ROY -- The efforts of a local filmmaker are proof that you don't have to be preaching from a podium to send a message of faith and hope.
Cal Nguyen, 42, is an independent film and television producer who is using his medium to teach about gospel principles.
“My hope is people are seeing Jesus through me,” he said.
The Roy resident's largest project is a cable television program called Day Zero. It's a show about post-apocalyptic Utah and some of the challenges in a society where some have been poisoned by radiation.
Nguyen said religious and spiritual undertones are key parts of the program. “I have had a taste of what the Lord suffered in the Garden of Gethsemane,” Nguyen said of his own faith journey, which has led him to want to share his message.
“I promised the Lord and Our Lady that we have to speak about these things.” Nguyen said he spent a good part of his life away from his Catholic faith, which has taught him the importance of the messages he now shares in his television show.
“I divinely felt that I must tell this story and use my characters,” he said. “I feel grateful I am able to share that. I wish other people will see that.”
Giving God all the credit, Nguyen said, he writes his episodes to be thought provoking, leading them to receive a faith message. He said his goal is to depict humanity and the human condition in a way that builds people's faith.
“I don't want to hammer people on the head,” he said. “You have to transition them.”
He said he has a formula for changing people's hearts to attract them to faith. “You have to have conflict,” he said. “You have to have a message of redemption and forgiveness.”
And the conflict in Day Zero often is about survival.
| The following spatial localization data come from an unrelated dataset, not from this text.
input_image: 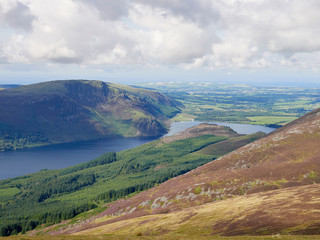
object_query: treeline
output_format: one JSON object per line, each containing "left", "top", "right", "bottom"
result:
{"left": 0, "top": 203, "right": 97, "bottom": 236}
{"left": 0, "top": 172, "right": 98, "bottom": 236}
{"left": 35, "top": 173, "right": 96, "bottom": 202}
{"left": 96, "top": 162, "right": 210, "bottom": 202}
{"left": 11, "top": 173, "right": 97, "bottom": 204}
{"left": 0, "top": 135, "right": 230, "bottom": 237}
{"left": 0, "top": 129, "right": 49, "bottom": 151}
{"left": 0, "top": 164, "right": 202, "bottom": 237}
{"left": 0, "top": 152, "right": 116, "bottom": 236}
{"left": 59, "top": 152, "right": 116, "bottom": 175}
{"left": 0, "top": 163, "right": 202, "bottom": 237}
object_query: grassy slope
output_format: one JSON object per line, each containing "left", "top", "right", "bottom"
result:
{"left": 195, "top": 132, "right": 265, "bottom": 156}
{"left": 0, "top": 124, "right": 264, "bottom": 236}
{"left": 57, "top": 108, "right": 320, "bottom": 237}
{"left": 2, "top": 235, "right": 320, "bottom": 240}
{"left": 73, "top": 184, "right": 320, "bottom": 237}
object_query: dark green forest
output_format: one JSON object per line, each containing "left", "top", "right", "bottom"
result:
{"left": 0, "top": 130, "right": 263, "bottom": 236}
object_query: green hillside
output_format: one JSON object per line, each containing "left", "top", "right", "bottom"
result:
{"left": 65, "top": 108, "right": 320, "bottom": 238}
{"left": 0, "top": 124, "right": 264, "bottom": 236}
{"left": 0, "top": 80, "right": 181, "bottom": 151}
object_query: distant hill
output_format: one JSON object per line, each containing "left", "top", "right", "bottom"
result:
{"left": 60, "top": 108, "right": 320, "bottom": 237}
{"left": 0, "top": 80, "right": 181, "bottom": 150}
{"left": 0, "top": 84, "right": 20, "bottom": 89}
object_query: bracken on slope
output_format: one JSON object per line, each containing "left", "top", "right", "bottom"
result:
{"left": 58, "top": 108, "right": 320, "bottom": 236}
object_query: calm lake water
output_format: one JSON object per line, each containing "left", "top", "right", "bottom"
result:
{"left": 0, "top": 122, "right": 275, "bottom": 180}
{"left": 0, "top": 137, "right": 157, "bottom": 180}
{"left": 165, "top": 121, "right": 275, "bottom": 136}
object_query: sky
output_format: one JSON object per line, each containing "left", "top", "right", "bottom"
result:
{"left": 0, "top": 0, "right": 319, "bottom": 86}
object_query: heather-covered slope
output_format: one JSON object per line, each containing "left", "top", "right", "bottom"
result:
{"left": 0, "top": 80, "right": 181, "bottom": 150}
{"left": 0, "top": 124, "right": 264, "bottom": 236}
{"left": 74, "top": 184, "right": 320, "bottom": 237}
{"left": 65, "top": 108, "right": 320, "bottom": 236}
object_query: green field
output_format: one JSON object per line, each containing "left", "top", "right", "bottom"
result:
{"left": 246, "top": 116, "right": 298, "bottom": 126}
{"left": 137, "top": 82, "right": 320, "bottom": 127}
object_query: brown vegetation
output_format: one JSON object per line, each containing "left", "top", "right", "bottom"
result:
{"left": 71, "top": 184, "right": 320, "bottom": 237}
{"left": 36, "top": 108, "right": 320, "bottom": 237}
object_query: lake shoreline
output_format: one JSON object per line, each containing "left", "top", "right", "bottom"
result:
{"left": 166, "top": 121, "right": 275, "bottom": 136}
{"left": 0, "top": 121, "right": 275, "bottom": 180}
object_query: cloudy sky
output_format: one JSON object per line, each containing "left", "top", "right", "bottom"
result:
{"left": 0, "top": 0, "right": 319, "bottom": 86}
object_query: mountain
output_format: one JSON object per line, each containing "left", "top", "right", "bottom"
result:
{"left": 0, "top": 123, "right": 265, "bottom": 237}
{"left": 57, "top": 108, "right": 320, "bottom": 237}
{"left": 0, "top": 84, "right": 20, "bottom": 89}
{"left": 0, "top": 80, "right": 181, "bottom": 150}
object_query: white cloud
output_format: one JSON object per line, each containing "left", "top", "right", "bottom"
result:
{"left": 129, "top": 3, "right": 218, "bottom": 64}
{"left": 0, "top": 0, "right": 320, "bottom": 72}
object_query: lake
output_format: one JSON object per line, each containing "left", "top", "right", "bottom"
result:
{"left": 165, "top": 121, "right": 275, "bottom": 136}
{"left": 0, "top": 137, "right": 157, "bottom": 180}
{"left": 0, "top": 122, "right": 275, "bottom": 180}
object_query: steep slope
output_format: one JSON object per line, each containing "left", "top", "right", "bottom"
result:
{"left": 65, "top": 108, "right": 320, "bottom": 236}
{"left": 0, "top": 80, "right": 181, "bottom": 150}
{"left": 0, "top": 124, "right": 265, "bottom": 236}
{"left": 73, "top": 184, "right": 320, "bottom": 237}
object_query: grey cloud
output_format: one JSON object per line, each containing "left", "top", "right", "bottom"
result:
{"left": 134, "top": 0, "right": 220, "bottom": 26}
{"left": 49, "top": 56, "right": 82, "bottom": 64}
{"left": 1, "top": 1, "right": 35, "bottom": 31}
{"left": 77, "top": 0, "right": 129, "bottom": 21}
{"left": 0, "top": 52, "right": 8, "bottom": 64}
{"left": 78, "top": 0, "right": 220, "bottom": 26}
Those people who have been affected by radiation poisoning create a lot of drama as they wreak havoc. And the choices of those people who are well-functioning are at the center of the message Nguyen seeks to share.
One episode, titled the Sacrificial Lamb, is about a person who trades their life for another's. The episode is based on the historical account of St. Maximilion Kolbe. This man took the place of someone who was to be killed by the Nazi's during World War II. Nguyen also shares his message visually by placements of Bibles on the set. “There is always a Bible in use in almost every episode,” he said.
The show plays Fridays at 1 a.m. on Tuff TV, an over-the-air station with a potential audience of 30 million homes, he said. To see a sample of Day Zero, visit http://blip.tv/dayzerotv.
Nguyen said he also has been featured in some faith-based films. He played a part in the locally made movie released this year called Wayward, the Prodigal Son and in a short film titled In Your Prayers. As a volunteer, he produced a mini-documentary this past summer on the experiences of himself and others at the Fourth annual St. Mary's men's retreat.